VP Corporate Communication Pertamina, Muhammad Baron, menegaskan bahwa dukungan berkelanjutan ini adalah bukti nyata kontribusi perusahaan dalam memajukan olahraga otomotif Indonesia.”Melalui Pertamina Mandalika Racing Series, kami berkomitmen menyediakan wadah kompetisi profesional demi menyiapkan talenta dan bakat pembalap muda Indonesia menuju jenjang internasional,” katanya.

Langkah ini sejalan dengan semangat  Energizing Indonesia, di mana Pertamina tidak hanya hadir memenuhi kebutuhan energi, tetapi juga menjadi motor penggerak yang menginspirasi dan memberdayakan generasi muda untuk membawa nama bangsa ke panggung dunia.

Di atas aspal Mandalika, tensi tinggi tersaji di setiap kelasnya diantaranya: 

Indonesia Junior Talent Cup (IJTC) U-15: Sebanyak 32 pembalap muda unjuk gigi disokong SARGA Motorsport. Resky YH (Astra Motor Racing Team Yogyakarta) mengamankan podium utama di Race 1, sementara pembalap lokal NTB, Gian Muhammad Gibran (RX One Media RXT Honda), memukau publik tuan rumah dengan menjuarai Race 2. Resky YH kini memuncaki klasemen dengan 86 poin. 

National Sport 150 (NS150): Fahmi Basam tampil perkasa dengan mencetak double podium (juara di Race 1 & Race 2). Meski demikian, pembalap tuan rumah Aldiaz Aqsal Ismaya sempat mencuri panggung setelah memenangi sesi Superpole Race. Fahmi kokoh memimpin klasemen dengan 91 poin. 

National Sport 250 (NS250): Andi Farid Iztihar (Andi Gilang) dari Astra Motor Racing Team Yogyakarta tak terbendung dengan menyapu bersih kemenangan di Race 1 dan Race 2. Walau sesi Superpole dimenangi oleh Fahmi Basam, Andi Gilang tetap digdaya di puncak klasemen dengan 119 poin.

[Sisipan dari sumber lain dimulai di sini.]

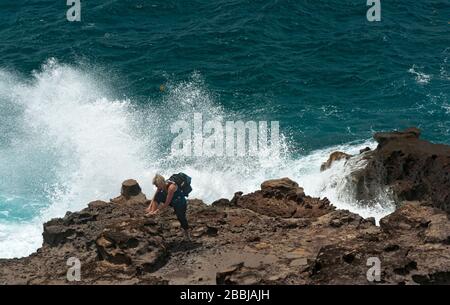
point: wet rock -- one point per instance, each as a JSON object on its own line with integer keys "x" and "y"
{"x": 411, "y": 168}
{"x": 335, "y": 156}
{"x": 131, "y": 193}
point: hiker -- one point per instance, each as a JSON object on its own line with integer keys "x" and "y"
{"x": 172, "y": 192}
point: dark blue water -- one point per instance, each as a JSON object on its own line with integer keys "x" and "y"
{"x": 319, "y": 67}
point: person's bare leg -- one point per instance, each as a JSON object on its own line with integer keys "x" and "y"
{"x": 152, "y": 207}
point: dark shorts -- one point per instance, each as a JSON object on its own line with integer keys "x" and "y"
{"x": 179, "y": 205}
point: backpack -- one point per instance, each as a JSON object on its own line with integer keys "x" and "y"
{"x": 183, "y": 182}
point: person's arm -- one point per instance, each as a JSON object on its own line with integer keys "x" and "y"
{"x": 170, "y": 191}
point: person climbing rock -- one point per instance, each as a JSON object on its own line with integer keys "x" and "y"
{"x": 172, "y": 192}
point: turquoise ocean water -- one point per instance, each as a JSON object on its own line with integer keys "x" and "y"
{"x": 85, "y": 105}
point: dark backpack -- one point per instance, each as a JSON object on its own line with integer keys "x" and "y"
{"x": 183, "y": 182}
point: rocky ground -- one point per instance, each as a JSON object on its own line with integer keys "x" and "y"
{"x": 276, "y": 235}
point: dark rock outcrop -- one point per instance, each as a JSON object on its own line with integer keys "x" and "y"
{"x": 335, "y": 156}
{"x": 276, "y": 235}
{"x": 410, "y": 168}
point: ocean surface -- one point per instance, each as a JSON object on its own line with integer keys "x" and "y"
{"x": 85, "y": 105}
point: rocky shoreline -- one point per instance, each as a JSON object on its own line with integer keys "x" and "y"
{"x": 275, "y": 235}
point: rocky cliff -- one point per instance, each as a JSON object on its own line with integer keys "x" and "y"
{"x": 276, "y": 235}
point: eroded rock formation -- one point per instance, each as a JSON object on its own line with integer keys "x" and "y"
{"x": 276, "y": 235}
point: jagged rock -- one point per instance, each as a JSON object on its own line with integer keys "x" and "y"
{"x": 411, "y": 168}
{"x": 335, "y": 156}
{"x": 131, "y": 193}
{"x": 276, "y": 235}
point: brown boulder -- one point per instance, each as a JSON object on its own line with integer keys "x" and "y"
{"x": 335, "y": 156}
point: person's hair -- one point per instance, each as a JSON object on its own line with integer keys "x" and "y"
{"x": 158, "y": 180}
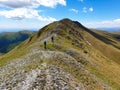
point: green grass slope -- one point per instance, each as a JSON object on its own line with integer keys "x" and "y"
{"x": 9, "y": 40}
{"x": 79, "y": 59}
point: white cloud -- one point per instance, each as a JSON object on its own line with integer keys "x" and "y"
{"x": 104, "y": 24}
{"x": 74, "y": 10}
{"x": 91, "y": 9}
{"x": 84, "y": 9}
{"x": 31, "y": 3}
{"x": 22, "y": 13}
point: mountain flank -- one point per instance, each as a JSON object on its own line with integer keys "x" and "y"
{"x": 78, "y": 59}
{"x": 8, "y": 40}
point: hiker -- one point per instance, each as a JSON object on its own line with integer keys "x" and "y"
{"x": 52, "y": 39}
{"x": 45, "y": 44}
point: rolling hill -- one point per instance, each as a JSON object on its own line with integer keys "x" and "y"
{"x": 8, "y": 40}
{"x": 78, "y": 59}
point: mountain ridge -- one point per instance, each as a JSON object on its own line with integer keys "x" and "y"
{"x": 76, "y": 60}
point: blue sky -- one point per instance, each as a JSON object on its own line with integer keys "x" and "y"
{"x": 34, "y": 14}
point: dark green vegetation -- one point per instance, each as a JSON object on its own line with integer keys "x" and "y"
{"x": 79, "y": 59}
{"x": 9, "y": 40}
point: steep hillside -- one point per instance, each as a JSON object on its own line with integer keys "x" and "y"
{"x": 9, "y": 40}
{"x": 76, "y": 59}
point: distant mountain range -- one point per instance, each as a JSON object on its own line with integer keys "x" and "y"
{"x": 8, "y": 40}
{"x": 75, "y": 58}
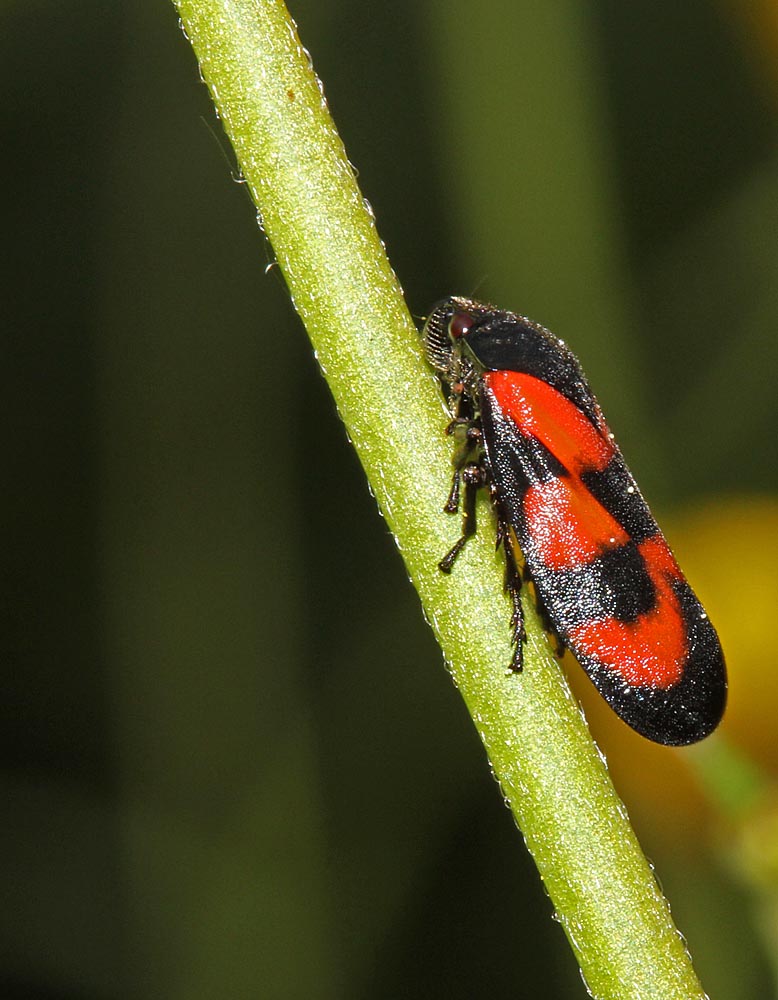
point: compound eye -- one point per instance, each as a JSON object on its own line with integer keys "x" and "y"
{"x": 459, "y": 325}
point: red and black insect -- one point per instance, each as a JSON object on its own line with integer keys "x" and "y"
{"x": 571, "y": 519}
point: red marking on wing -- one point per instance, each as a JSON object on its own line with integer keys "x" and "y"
{"x": 541, "y": 411}
{"x": 567, "y": 525}
{"x": 651, "y": 651}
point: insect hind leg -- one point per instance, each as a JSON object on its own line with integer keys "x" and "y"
{"x": 512, "y": 584}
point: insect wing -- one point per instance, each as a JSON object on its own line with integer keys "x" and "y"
{"x": 604, "y": 574}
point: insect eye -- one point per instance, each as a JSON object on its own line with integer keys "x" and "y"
{"x": 459, "y": 325}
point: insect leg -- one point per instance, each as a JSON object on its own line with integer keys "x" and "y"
{"x": 513, "y": 582}
{"x": 472, "y": 440}
{"x": 474, "y": 477}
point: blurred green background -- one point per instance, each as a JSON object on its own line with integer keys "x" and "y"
{"x": 200, "y": 799}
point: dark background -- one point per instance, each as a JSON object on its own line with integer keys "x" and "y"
{"x": 200, "y": 798}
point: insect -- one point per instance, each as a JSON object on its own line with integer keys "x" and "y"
{"x": 571, "y": 520}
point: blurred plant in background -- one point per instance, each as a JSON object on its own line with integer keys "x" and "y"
{"x": 200, "y": 800}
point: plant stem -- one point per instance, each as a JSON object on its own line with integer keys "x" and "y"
{"x": 341, "y": 284}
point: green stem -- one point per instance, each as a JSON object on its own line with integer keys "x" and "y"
{"x": 348, "y": 297}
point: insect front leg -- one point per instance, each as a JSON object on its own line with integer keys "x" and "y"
{"x": 474, "y": 477}
{"x": 471, "y": 442}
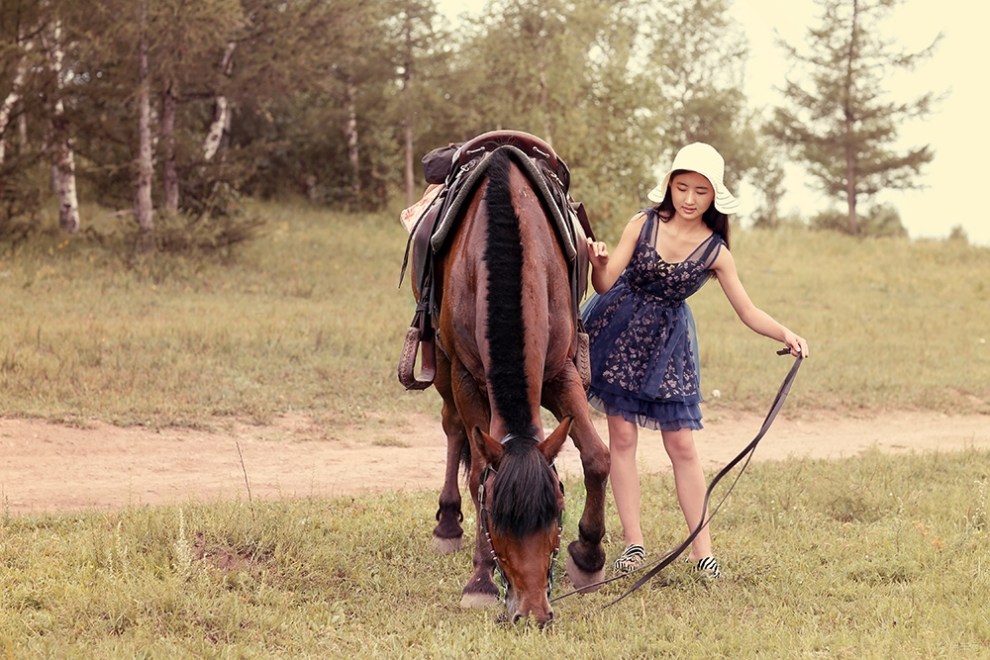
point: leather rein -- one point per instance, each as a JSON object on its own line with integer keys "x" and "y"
{"x": 743, "y": 456}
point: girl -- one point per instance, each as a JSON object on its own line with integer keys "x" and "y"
{"x": 644, "y": 351}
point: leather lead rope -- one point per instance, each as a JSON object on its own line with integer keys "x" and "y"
{"x": 745, "y": 455}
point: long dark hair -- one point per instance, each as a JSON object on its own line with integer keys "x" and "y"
{"x": 717, "y": 221}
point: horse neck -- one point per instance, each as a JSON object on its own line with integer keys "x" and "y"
{"x": 519, "y": 243}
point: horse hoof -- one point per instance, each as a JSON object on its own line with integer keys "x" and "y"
{"x": 583, "y": 581}
{"x": 446, "y": 546}
{"x": 476, "y": 600}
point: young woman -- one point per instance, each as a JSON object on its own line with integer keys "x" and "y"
{"x": 644, "y": 351}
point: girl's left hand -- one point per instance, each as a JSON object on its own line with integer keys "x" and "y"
{"x": 798, "y": 345}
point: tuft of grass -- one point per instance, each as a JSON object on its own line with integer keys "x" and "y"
{"x": 873, "y": 556}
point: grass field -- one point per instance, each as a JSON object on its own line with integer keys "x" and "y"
{"x": 310, "y": 317}
{"x": 877, "y": 556}
{"x": 873, "y": 557}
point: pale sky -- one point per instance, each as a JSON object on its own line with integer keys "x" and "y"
{"x": 956, "y": 130}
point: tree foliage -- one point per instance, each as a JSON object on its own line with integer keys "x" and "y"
{"x": 843, "y": 126}
{"x": 336, "y": 100}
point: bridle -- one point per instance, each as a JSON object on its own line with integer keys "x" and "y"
{"x": 744, "y": 456}
{"x": 484, "y": 515}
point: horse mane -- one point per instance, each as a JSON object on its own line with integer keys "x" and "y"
{"x": 505, "y": 329}
{"x": 524, "y": 495}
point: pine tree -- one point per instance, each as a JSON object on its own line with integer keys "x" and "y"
{"x": 840, "y": 123}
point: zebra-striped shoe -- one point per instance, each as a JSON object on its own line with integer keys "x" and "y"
{"x": 707, "y": 568}
{"x": 630, "y": 559}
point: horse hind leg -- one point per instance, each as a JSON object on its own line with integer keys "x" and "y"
{"x": 448, "y": 534}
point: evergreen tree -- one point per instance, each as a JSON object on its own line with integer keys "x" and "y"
{"x": 840, "y": 123}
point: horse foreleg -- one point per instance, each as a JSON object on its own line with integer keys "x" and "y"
{"x": 447, "y": 535}
{"x": 586, "y": 560}
{"x": 480, "y": 590}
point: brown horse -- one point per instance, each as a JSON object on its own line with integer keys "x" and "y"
{"x": 506, "y": 335}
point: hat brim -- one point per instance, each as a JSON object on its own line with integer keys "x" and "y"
{"x": 725, "y": 202}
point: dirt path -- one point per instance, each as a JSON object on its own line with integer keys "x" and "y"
{"x": 46, "y": 467}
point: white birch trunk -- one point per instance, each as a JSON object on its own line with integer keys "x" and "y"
{"x": 9, "y": 103}
{"x": 143, "y": 209}
{"x": 170, "y": 175}
{"x": 408, "y": 115}
{"x": 351, "y": 132}
{"x": 221, "y": 112}
{"x": 63, "y": 155}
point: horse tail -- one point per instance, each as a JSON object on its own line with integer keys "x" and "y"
{"x": 505, "y": 329}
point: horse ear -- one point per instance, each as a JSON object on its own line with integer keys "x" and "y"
{"x": 555, "y": 441}
{"x": 487, "y": 446}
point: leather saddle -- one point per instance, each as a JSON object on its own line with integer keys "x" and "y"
{"x": 549, "y": 177}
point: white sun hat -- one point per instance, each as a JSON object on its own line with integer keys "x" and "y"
{"x": 705, "y": 160}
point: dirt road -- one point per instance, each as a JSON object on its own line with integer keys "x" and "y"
{"x": 47, "y": 467}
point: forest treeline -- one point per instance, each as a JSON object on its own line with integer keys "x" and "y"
{"x": 174, "y": 108}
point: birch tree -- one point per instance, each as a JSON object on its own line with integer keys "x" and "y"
{"x": 143, "y": 206}
{"x": 62, "y": 151}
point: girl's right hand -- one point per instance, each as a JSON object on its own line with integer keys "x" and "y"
{"x": 597, "y": 253}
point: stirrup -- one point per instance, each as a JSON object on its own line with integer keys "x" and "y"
{"x": 630, "y": 559}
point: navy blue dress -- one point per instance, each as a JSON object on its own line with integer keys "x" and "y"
{"x": 644, "y": 347}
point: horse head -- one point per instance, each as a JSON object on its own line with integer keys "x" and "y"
{"x": 521, "y": 504}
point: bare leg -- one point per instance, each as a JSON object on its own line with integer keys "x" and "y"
{"x": 689, "y": 482}
{"x": 623, "y": 438}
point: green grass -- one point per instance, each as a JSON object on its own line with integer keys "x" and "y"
{"x": 843, "y": 559}
{"x": 876, "y": 556}
{"x": 310, "y": 318}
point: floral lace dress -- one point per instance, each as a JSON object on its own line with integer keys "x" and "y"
{"x": 644, "y": 347}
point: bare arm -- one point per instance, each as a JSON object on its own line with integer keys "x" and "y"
{"x": 754, "y": 317}
{"x": 605, "y": 269}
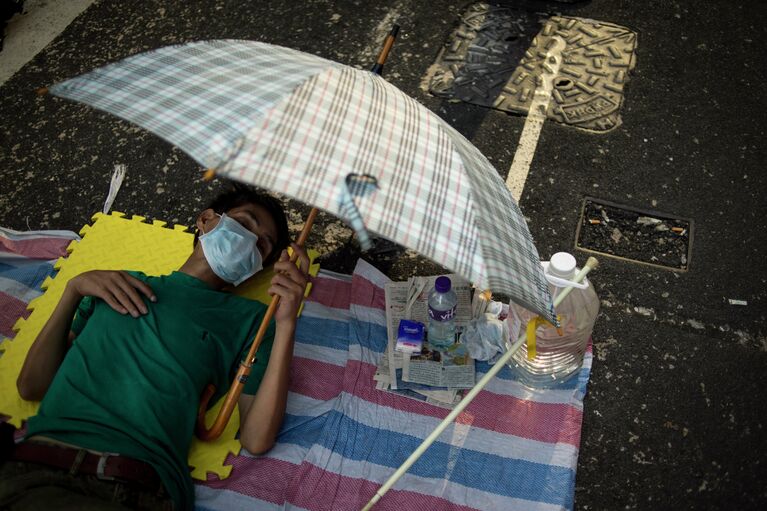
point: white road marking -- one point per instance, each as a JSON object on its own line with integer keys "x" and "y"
{"x": 32, "y": 31}
{"x": 528, "y": 141}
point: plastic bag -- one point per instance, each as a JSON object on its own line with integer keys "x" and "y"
{"x": 485, "y": 338}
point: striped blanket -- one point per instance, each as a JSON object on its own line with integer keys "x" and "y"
{"x": 26, "y": 259}
{"x": 341, "y": 439}
{"x": 510, "y": 449}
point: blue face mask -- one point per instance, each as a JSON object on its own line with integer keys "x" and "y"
{"x": 231, "y": 251}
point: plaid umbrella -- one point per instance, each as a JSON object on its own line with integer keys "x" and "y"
{"x": 310, "y": 128}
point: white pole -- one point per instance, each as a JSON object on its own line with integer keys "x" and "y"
{"x": 590, "y": 265}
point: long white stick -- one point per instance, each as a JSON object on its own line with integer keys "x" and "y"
{"x": 590, "y": 265}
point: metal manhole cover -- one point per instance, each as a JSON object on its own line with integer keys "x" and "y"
{"x": 637, "y": 235}
{"x": 598, "y": 57}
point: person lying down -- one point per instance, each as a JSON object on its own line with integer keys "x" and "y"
{"x": 124, "y": 358}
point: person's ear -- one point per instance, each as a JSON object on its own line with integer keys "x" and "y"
{"x": 204, "y": 219}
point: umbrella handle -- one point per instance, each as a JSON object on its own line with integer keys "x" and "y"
{"x": 388, "y": 43}
{"x": 222, "y": 419}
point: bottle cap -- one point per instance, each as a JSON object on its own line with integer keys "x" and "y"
{"x": 562, "y": 265}
{"x": 442, "y": 284}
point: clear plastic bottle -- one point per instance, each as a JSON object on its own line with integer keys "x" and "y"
{"x": 442, "y": 306}
{"x": 558, "y": 358}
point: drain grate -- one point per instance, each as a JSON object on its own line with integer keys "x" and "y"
{"x": 636, "y": 235}
{"x": 484, "y": 63}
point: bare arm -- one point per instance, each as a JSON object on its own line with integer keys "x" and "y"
{"x": 116, "y": 288}
{"x": 261, "y": 415}
{"x": 48, "y": 350}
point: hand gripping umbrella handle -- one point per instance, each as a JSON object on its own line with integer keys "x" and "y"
{"x": 590, "y": 265}
{"x": 202, "y": 431}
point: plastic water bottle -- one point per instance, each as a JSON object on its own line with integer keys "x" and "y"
{"x": 558, "y": 358}
{"x": 442, "y": 306}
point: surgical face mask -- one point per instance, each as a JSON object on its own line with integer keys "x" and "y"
{"x": 231, "y": 251}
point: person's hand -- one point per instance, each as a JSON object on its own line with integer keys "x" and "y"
{"x": 117, "y": 288}
{"x": 289, "y": 282}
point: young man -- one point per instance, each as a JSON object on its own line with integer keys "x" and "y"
{"x": 127, "y": 374}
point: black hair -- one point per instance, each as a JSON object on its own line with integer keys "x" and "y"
{"x": 240, "y": 195}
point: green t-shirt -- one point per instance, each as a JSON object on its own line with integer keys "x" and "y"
{"x": 132, "y": 385}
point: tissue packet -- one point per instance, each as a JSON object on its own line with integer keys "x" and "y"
{"x": 410, "y": 336}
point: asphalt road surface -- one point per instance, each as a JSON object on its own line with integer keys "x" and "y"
{"x": 675, "y": 415}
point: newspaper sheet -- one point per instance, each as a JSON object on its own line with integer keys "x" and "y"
{"x": 437, "y": 381}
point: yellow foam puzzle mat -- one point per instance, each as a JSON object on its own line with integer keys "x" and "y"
{"x": 114, "y": 242}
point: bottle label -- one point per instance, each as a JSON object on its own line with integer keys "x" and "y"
{"x": 438, "y": 315}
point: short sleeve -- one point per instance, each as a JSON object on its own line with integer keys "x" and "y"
{"x": 83, "y": 313}
{"x": 262, "y": 359}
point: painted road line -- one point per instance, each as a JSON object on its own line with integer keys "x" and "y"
{"x": 30, "y": 32}
{"x": 528, "y": 141}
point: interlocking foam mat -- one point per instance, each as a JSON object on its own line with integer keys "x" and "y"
{"x": 114, "y": 242}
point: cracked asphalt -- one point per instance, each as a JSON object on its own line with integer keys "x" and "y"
{"x": 674, "y": 416}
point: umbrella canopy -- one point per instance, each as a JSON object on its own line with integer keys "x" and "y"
{"x": 310, "y": 128}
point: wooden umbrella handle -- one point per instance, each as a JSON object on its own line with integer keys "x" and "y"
{"x": 222, "y": 419}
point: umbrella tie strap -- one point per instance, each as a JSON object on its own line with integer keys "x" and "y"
{"x": 356, "y": 185}
{"x": 532, "y": 326}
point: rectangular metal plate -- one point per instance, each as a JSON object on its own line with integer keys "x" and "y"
{"x": 634, "y": 234}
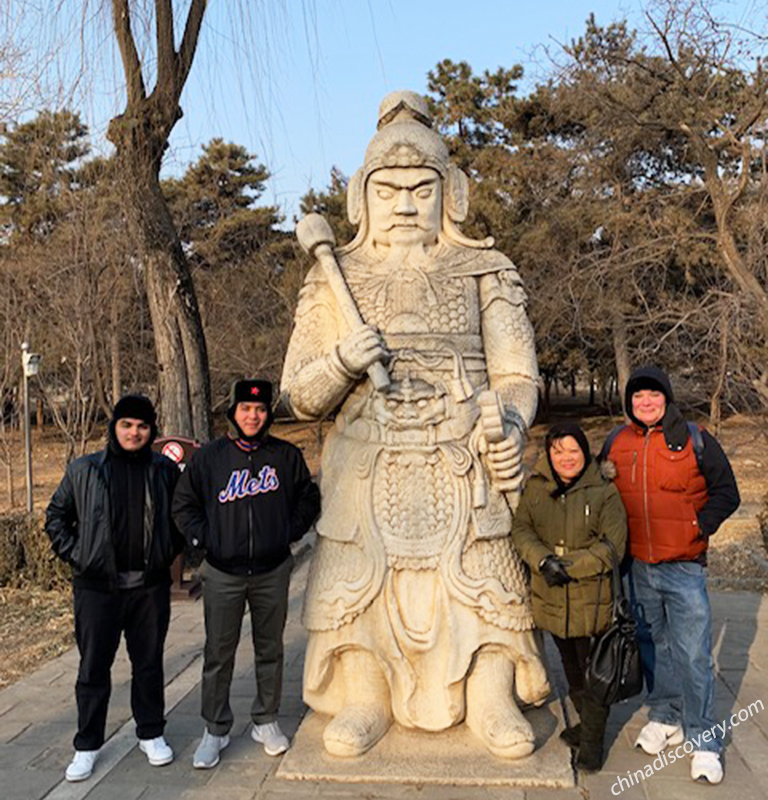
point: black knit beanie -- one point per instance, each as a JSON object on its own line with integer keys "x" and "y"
{"x": 250, "y": 390}
{"x": 673, "y": 423}
{"x": 133, "y": 406}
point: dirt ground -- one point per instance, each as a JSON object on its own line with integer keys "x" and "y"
{"x": 36, "y": 626}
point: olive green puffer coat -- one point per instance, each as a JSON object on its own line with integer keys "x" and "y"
{"x": 571, "y": 526}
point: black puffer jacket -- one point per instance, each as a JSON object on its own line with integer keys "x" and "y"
{"x": 245, "y": 508}
{"x": 78, "y": 522}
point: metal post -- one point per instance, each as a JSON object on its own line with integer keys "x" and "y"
{"x": 27, "y": 433}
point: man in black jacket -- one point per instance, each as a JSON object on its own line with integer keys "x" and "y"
{"x": 244, "y": 498}
{"x": 110, "y": 518}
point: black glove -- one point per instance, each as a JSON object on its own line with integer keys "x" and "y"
{"x": 554, "y": 572}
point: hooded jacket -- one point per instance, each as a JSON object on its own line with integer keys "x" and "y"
{"x": 673, "y": 505}
{"x": 571, "y": 525}
{"x": 78, "y": 522}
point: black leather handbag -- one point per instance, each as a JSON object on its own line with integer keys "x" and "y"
{"x": 614, "y": 670}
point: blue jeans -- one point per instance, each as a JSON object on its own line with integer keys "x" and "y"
{"x": 674, "y": 618}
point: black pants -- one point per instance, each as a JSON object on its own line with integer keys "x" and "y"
{"x": 224, "y": 600}
{"x": 574, "y": 653}
{"x": 100, "y": 618}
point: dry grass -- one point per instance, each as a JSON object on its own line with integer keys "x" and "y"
{"x": 35, "y": 626}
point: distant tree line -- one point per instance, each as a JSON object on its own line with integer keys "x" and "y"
{"x": 631, "y": 190}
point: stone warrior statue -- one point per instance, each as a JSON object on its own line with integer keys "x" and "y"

National Supersport 600 (NS600): Kelas paling bergengsi ini didominasi oleh pembalap Astra Honda Racing Team, Herjun Atna Firdaus, yang merebut dua podium utama. Sesi Superpole Race berhasil dicuri oleh pembalap Jawa Barat, M. Faerozi Toreqottullah. Herjun memimpin klasemen sementara dengan 113 poin.

Junior Sport 250 U-18:  M. Abid Azhar Musafa melanjutkan tren positifnya sejak putaran pertama dengan kembali merengkuh podium utama ganda (double winner), mengoleksi poin sempurna 100 di puncak klasemen.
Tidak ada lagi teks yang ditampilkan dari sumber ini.